Annotation Platform

A simple use case for the PhiTag annotation platform is a recent research project at the Institute for Natural Language Processing at the University of Stuttgart. Researchers wanted to find words changing their meaning between two text corpora. Hence, they sampled a number of sentences per word from the two corpora and combined them into pairs like this one:

Sentence 1 Sentence 2
He continued to grasp, between forefinger and thumb, the edge of the cloth I had been sewing. For just a moment he didn't grasp the import of what the old man had said.
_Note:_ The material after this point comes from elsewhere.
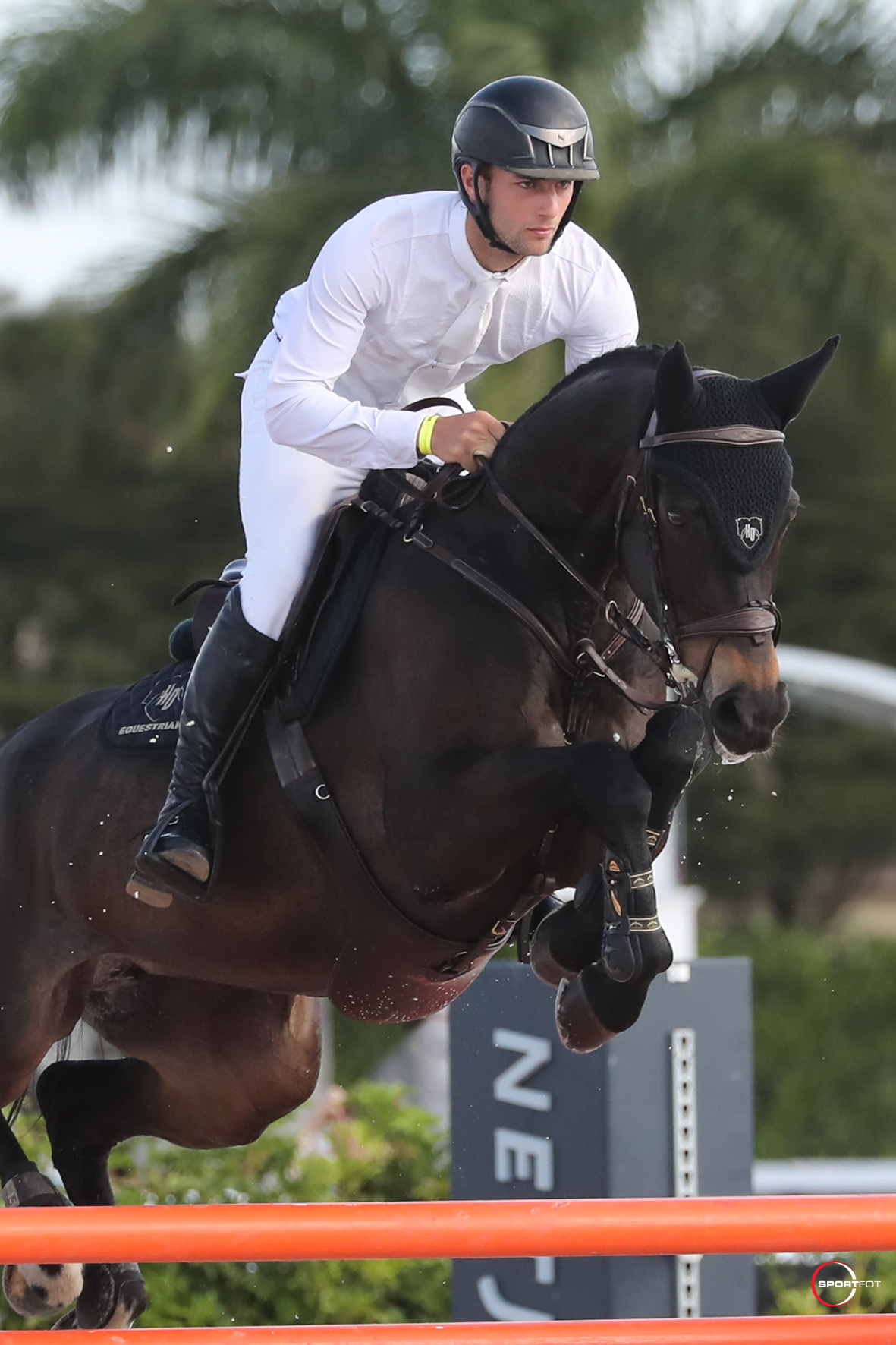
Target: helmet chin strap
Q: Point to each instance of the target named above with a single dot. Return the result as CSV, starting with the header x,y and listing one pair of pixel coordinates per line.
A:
x,y
483,218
The sentences and the combined pairs were then uploaded to the system and annotators had to choose a label from 1 (different meaning) to 4 (same meaning) deciding how related the pairs were. From the average relatedness value overall annotations, researchers could then estimate how much the word had changed. Simple, but effective!

Annotation Service

A typical use case for our annotation service is human text data labeling for model optimization. Automatic language processing models (sometimes called AIs) are used in many industry workflows or products. Such models profit from careful training and optimization on human-labeled ("gold") data. The most impressive example is OpenAI's ChatGPT whose success is attributed in large parts to optimization on human-labeled data (see this article for more information). Future successes of automatic language processing models are highly likely to involve training on human-labeled data. For this reason, PhiTag focuses on the standardization and optimization of human annotation processes to provide high-quality labeled data.